Bird Island        8 Puntos

L’îsle aux oiseaux, Suiza, 2019

Dirección y guion: Maya Kosa y Sergio da Costa

Duración: 60 minutos

Intérpretes: Antonin Ivanidze, Paul Sauteur, Emilie Bréthaut, Sandrine Bierna

Estreno en la plataforma Mubi.

El cine suizo francoparlante cuenta con una tradición realista que tiene en Claude Goretta y Alain Tanner a dos de sus mayores exponentes. Ambos nombres de peso en los años 70 y olvidados a partir de la década siguiente. “Realismo” debe entenderse aquí no en su acepción más trillada de “reflejo de la realidad” (reflejo que, se sabe, no es posible para ninguna forma artística) sino en la del registro obstinado de lugares, gestos, cuerpos, que quedan impresos en el celuloide (en los 70 no existía el digital) con huella firme. A esa tradición vienen a sumarse ahora los realizadores Maya Kosa y Sergio da Costa, a quienes la duración mínima de un largometraje (60 minutos) les basta para construir una historia inmersiva, dar vida a personajes únicos y generar un clima y un tempo propios. Presentada a lo largo del año pasado en los festivales de Locarno, San Sebastián y Mar del Plata, L’îsle aux oiseaux --segunda película a dúo de ambos cineastas-- llega a la plataforma Mubi con su título en inglés, Bird Island.

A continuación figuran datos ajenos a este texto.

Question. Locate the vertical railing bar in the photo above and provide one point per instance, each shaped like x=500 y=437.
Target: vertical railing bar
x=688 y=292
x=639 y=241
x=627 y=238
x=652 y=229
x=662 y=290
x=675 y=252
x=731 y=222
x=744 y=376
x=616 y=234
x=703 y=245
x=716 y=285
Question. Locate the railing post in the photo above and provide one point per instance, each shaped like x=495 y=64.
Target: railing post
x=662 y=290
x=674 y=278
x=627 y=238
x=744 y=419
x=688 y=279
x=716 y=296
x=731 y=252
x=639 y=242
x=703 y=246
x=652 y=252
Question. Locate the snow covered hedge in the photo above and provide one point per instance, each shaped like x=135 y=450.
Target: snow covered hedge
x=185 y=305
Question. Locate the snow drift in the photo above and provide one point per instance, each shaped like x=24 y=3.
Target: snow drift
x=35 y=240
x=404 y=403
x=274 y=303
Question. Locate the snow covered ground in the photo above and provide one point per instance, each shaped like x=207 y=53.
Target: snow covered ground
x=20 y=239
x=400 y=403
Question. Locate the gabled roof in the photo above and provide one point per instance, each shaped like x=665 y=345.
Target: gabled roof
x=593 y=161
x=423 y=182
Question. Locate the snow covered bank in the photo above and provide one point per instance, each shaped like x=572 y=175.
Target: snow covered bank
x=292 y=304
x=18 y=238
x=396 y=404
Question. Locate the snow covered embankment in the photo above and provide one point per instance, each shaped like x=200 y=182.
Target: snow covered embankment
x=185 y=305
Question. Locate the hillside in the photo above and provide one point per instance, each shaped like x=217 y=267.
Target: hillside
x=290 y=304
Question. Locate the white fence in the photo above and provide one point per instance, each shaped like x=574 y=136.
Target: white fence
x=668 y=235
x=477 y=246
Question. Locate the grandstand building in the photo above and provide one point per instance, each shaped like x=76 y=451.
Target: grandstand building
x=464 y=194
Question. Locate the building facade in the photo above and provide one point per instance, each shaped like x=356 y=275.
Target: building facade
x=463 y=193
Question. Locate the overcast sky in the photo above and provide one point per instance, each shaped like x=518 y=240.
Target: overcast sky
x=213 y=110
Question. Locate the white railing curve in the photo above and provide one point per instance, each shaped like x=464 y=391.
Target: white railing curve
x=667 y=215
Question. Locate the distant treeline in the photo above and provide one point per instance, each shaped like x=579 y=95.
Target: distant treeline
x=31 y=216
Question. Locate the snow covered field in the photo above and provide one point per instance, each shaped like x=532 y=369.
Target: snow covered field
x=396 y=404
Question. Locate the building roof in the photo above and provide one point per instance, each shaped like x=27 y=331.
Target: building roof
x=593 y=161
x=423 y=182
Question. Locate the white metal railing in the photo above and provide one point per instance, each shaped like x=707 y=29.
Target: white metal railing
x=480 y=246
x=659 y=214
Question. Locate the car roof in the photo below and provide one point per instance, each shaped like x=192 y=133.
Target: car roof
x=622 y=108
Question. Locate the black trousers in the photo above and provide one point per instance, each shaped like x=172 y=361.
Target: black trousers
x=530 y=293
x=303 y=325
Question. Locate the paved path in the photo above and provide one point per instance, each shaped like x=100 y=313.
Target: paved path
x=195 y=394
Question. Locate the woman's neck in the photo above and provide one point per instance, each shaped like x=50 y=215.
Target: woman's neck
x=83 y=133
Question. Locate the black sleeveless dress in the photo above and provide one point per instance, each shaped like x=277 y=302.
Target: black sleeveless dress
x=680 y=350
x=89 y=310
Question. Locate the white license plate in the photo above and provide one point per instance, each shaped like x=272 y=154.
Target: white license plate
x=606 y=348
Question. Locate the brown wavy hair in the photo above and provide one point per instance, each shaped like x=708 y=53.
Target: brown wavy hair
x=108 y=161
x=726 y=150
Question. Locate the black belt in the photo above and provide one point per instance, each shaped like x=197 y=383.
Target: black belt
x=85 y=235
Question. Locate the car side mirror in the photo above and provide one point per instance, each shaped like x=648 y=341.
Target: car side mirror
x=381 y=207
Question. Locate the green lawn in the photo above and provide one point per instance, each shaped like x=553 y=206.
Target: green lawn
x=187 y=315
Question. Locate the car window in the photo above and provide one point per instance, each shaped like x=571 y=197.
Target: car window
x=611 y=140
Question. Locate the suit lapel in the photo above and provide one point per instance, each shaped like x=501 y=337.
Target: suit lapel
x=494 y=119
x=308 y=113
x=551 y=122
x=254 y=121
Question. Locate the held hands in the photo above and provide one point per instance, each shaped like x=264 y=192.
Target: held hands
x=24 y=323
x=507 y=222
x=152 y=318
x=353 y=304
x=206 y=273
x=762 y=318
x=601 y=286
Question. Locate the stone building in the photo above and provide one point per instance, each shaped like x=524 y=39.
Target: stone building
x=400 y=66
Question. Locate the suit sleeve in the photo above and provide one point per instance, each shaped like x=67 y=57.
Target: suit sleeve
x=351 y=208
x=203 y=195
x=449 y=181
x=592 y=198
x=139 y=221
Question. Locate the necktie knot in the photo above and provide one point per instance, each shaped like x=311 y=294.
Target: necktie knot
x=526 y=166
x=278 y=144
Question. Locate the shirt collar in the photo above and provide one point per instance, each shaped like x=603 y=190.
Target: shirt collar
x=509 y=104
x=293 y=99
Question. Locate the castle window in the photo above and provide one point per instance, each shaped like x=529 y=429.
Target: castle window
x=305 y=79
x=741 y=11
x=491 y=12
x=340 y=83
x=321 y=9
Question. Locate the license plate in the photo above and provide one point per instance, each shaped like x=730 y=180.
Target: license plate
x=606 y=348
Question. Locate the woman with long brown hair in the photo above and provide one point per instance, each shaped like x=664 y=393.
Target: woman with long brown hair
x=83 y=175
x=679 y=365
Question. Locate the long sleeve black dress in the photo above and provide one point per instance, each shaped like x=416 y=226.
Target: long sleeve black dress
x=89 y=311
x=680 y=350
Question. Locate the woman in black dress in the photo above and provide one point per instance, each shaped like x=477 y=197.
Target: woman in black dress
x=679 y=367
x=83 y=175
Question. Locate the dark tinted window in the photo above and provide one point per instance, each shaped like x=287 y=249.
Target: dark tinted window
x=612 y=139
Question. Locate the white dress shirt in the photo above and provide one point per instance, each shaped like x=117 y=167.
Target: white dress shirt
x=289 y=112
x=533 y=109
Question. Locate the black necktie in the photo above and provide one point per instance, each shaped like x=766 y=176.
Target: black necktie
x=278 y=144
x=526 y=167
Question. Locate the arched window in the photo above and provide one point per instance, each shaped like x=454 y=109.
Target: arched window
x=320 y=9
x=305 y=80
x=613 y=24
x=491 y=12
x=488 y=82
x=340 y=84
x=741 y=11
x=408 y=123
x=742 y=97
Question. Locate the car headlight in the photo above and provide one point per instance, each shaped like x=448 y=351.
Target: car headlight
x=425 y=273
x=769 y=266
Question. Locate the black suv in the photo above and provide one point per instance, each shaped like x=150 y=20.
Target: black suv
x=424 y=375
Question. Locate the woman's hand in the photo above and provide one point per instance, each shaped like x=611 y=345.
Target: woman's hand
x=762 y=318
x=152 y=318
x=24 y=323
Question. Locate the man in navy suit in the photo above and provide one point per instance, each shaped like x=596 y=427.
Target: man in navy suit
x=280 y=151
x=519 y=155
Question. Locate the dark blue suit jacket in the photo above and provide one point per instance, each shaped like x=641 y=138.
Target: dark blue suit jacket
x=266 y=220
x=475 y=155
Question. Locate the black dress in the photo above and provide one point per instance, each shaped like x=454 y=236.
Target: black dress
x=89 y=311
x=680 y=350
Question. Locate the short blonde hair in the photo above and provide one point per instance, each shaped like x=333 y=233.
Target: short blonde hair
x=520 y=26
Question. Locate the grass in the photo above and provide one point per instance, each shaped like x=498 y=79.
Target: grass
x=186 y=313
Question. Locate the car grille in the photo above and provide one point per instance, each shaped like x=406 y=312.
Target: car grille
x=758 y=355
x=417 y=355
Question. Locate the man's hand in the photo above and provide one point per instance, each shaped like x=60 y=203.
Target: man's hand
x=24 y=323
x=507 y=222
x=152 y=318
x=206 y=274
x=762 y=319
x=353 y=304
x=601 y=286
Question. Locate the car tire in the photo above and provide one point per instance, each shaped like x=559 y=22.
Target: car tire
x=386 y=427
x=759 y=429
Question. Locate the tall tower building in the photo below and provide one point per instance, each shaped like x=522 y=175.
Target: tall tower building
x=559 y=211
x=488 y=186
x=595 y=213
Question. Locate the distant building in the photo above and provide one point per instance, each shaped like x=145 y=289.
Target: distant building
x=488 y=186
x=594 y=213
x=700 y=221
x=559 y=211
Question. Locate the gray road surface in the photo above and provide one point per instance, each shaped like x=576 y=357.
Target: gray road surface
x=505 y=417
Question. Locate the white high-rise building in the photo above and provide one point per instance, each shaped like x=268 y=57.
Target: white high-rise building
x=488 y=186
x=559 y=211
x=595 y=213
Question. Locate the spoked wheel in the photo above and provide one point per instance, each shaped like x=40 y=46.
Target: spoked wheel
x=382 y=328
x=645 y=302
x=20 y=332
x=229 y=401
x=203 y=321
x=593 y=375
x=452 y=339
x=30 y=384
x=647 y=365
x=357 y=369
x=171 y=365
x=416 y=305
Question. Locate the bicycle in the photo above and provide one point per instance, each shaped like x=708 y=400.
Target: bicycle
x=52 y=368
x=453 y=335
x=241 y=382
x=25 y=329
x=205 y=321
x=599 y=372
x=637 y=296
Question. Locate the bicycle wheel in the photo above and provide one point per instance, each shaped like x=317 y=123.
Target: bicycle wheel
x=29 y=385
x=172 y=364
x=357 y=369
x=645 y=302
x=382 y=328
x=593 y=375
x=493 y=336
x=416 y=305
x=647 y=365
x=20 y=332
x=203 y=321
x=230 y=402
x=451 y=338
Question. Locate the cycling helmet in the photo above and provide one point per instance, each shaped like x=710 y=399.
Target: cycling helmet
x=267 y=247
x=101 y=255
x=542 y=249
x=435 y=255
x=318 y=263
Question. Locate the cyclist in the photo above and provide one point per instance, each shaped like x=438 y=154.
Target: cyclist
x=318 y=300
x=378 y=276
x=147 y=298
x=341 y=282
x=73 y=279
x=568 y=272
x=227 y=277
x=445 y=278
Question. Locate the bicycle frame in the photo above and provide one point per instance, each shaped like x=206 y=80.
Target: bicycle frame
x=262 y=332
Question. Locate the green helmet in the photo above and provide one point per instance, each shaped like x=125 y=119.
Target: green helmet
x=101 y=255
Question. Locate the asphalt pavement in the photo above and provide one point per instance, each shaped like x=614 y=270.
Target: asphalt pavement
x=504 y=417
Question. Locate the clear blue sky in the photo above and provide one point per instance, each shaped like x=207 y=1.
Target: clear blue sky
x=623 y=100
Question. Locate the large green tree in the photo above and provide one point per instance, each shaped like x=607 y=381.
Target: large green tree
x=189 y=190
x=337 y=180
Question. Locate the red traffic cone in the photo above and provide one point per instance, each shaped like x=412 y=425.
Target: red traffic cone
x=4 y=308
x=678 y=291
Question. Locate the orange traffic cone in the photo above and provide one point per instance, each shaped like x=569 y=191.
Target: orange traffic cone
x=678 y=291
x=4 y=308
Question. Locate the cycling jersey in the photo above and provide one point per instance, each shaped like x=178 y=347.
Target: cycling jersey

Fusionando de modo indiscernible documental y ficción, Bird Island tiene por protagonista a Antonin (Antonin Ivanidze), un joven a quien para recuperarse del tratamiento por una aplasia medular se le asigna como lugar de recuperación un centro de atención de aves en peligro, ubicado en medio de la naturaleza. Allí Antonin será instruido por Paul (Paul Sauteur) destinado al centro por el mismo servicio social, quien en poco tiempo más será relevado por el recién llegado. El centro lleva a cabo dos actividades a primera vista antitéticas: la cura y salvataje de aves heridas, que se realiza en una suerte de miniclínica veterinaria, y la “animalería”, donde Antonin trabajará y donde se crían ratones para que sirvan de comida a aves de presa, que por distintas razones no pueden desenvolverse solas. En la clínica, a cargo de Emilie (Emilie Bréthaut) y Sandrine (Sandrine Bierna), tanto se le puede suministrar agua a una paloma que no está en condiciones de beberla por su cuenta como intentar recuperar a uno de los grandes personajes de la película: una lechuza a la que han llevado hasta allí en estado de shock, inmóvil ¡y con los ojos cerrados!

Como las aves y roedores que lo rodean, Antonin también necesita reponerse, y su salud está frágil. “Tenía buena voluntad, pero mi cuerpo me abandonaba”, dice en voice over, y de a ratos se lo ve durmiendo sobre una mesa. A Antonin el aprendizaje no le resulta fácil y se entiende: su tarea comprende no sólo la evisceración de ratoncitos para su estudio sino también su eliminación, mediante el recurso expeditivo del desnucamiento. Si algunas de esas instancias --una intervención quirúrgica, un análisis de órganos internos-- se muestran en detalle es porque Kosa y Costa filman todo en detalle: las manos de una de las asistentes esparciendo gusanos como alimento, la alimentación de un ratón con mamadera, la camisa varios talles más chica que aprieta la panza de Paul. Esa apuesta por la observación atenta se expresa no sólo en los planos cercanos sino también en los que registran a mayor distancia, dejando ver la palidez y vulnerabilidad de Antonin, los largos silencios de Paul, la infinita paciencia con que Emilie y Francine atienden a las aves. Los planos de Kosa y Costa son tan pacientes como ellas, los tiempos igual de mesurados, y el espectador se ve envuelto en ese clima desde las imágenes iniciales.

Aunque Robert Bresson jamás se hubiera permitido tomas con cámara térmica, a las que acuden en un par de momentos los realizadores, el estilo y el espíritu del autor de Un condenado a muerte se escapa se hace presente aquí (ver entrevista), tanto en el despojamiento general (ausencia casi total de música extradiegética, para hacerle lugar al piar de las aves) como en el soliloquio del protagonista en off, los escasos diálogos, la alternancia de planos amplios con primeros planos secos y elocuentes, la inexpresividad asombrosamente expresiva de sus actores y actrices no profesionales y la rigidez postural de los varones, con los brazos duros a los costados del cuerpo. Aunque Kosa y da Costa manifiesten aspiraciones filosóficas, la experiencia de Bird Island es fundamentalmente sensorial, tangible, logrando que el espectador viva esa hora de película como si fuera una vida entera, condensada y concentrada.